Sun Sentinel Palm Beach Edition

Child sex abuser, disgraced preacher

- By Kelly P. Kissel

LITTLE ROCK, Ark. — Tony Alamo, a one-time street preacher whose apocalypti­c ministry grew into a multimilli­on-dollar network of businesses and property before he was convicted in Arkansas of sexually abusing young girls he considered his wives, has died in prison. He was 82.

Once known for designing elaboratel­y decorated jackets for celebritie­s including Michael Jackson and Elvis Presley, Alamo died on Tuesday at a federal prison hospital in Butner, N.C., according to the U.S. Bureau of Prisons.

The disgraced preacher was convicted in 2009 on charges that he took underage girls across state lines for sex, including a 9-year-old.

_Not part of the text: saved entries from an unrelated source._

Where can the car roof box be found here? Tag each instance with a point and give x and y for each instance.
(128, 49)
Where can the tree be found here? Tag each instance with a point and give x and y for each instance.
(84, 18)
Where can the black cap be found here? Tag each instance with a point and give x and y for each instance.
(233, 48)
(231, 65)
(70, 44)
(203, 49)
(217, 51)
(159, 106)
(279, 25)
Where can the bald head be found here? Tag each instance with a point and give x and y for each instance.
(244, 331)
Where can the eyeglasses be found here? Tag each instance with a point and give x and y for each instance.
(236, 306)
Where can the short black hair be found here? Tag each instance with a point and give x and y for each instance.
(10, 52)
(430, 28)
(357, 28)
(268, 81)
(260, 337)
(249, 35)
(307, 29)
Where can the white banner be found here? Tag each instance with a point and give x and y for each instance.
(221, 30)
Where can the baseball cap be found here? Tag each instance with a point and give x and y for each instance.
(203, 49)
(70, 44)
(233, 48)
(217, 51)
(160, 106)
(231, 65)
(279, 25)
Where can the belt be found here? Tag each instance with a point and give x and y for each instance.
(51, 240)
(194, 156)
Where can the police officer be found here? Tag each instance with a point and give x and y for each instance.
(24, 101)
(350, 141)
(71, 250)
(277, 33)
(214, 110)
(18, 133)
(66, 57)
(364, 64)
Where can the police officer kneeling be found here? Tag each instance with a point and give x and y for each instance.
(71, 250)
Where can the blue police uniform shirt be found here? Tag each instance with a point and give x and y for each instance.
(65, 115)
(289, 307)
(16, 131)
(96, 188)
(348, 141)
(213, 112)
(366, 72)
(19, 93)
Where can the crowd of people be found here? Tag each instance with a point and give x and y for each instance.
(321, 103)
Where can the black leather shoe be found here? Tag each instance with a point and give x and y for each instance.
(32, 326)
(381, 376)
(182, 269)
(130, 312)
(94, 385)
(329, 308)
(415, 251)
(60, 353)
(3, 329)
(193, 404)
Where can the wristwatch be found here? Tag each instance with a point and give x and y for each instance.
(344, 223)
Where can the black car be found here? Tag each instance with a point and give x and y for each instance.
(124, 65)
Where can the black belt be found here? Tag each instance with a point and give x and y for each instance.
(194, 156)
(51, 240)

The judge who sentenced him to the maximum 175 years in prison told him: “One day you will face a higher and a greater judge than me. May he have mercy on your soul.”

Alamo started preaching along the California streets in the 1960s, advocating a mixture of virulent antiCathol­icism and apocalypti­c rhetoric. He claimed God authorized polygamy, professed that gays were the tools of Satan, and believed girls were fit for marriage even at a young age.

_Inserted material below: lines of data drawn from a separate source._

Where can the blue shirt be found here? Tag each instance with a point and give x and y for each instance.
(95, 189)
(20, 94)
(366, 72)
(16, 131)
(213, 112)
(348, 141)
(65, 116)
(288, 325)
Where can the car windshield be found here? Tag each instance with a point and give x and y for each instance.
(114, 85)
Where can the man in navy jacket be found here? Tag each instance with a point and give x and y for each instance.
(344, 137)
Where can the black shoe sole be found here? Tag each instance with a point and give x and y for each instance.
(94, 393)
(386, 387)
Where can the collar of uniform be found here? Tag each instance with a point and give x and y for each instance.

“Consent is puberty,” Alamo told The Associated Press in September 2008, during the same weekend state and federal agents raided the Tony Alamo Christian Ministries in the tiny southwest Arkansas town of Fouke to investigat­e possible child abuse and pornograph­y.

Witnesses in the ensuing trial said Alamo made all key decisions in the compound: who got married, what children were taught in school, who received clothes, who was allowed to eat. They said he began taking multiple wives in the early 1990s, including a 15-year-old girl in 1994, followed by increasing­ly younger girls.

Alamo was convicted after five women testified they were “married” to him in secret ceremonies at his compound when they were minors — including one when she was only 8 years old — and later taken to places outside Arkansas for sex.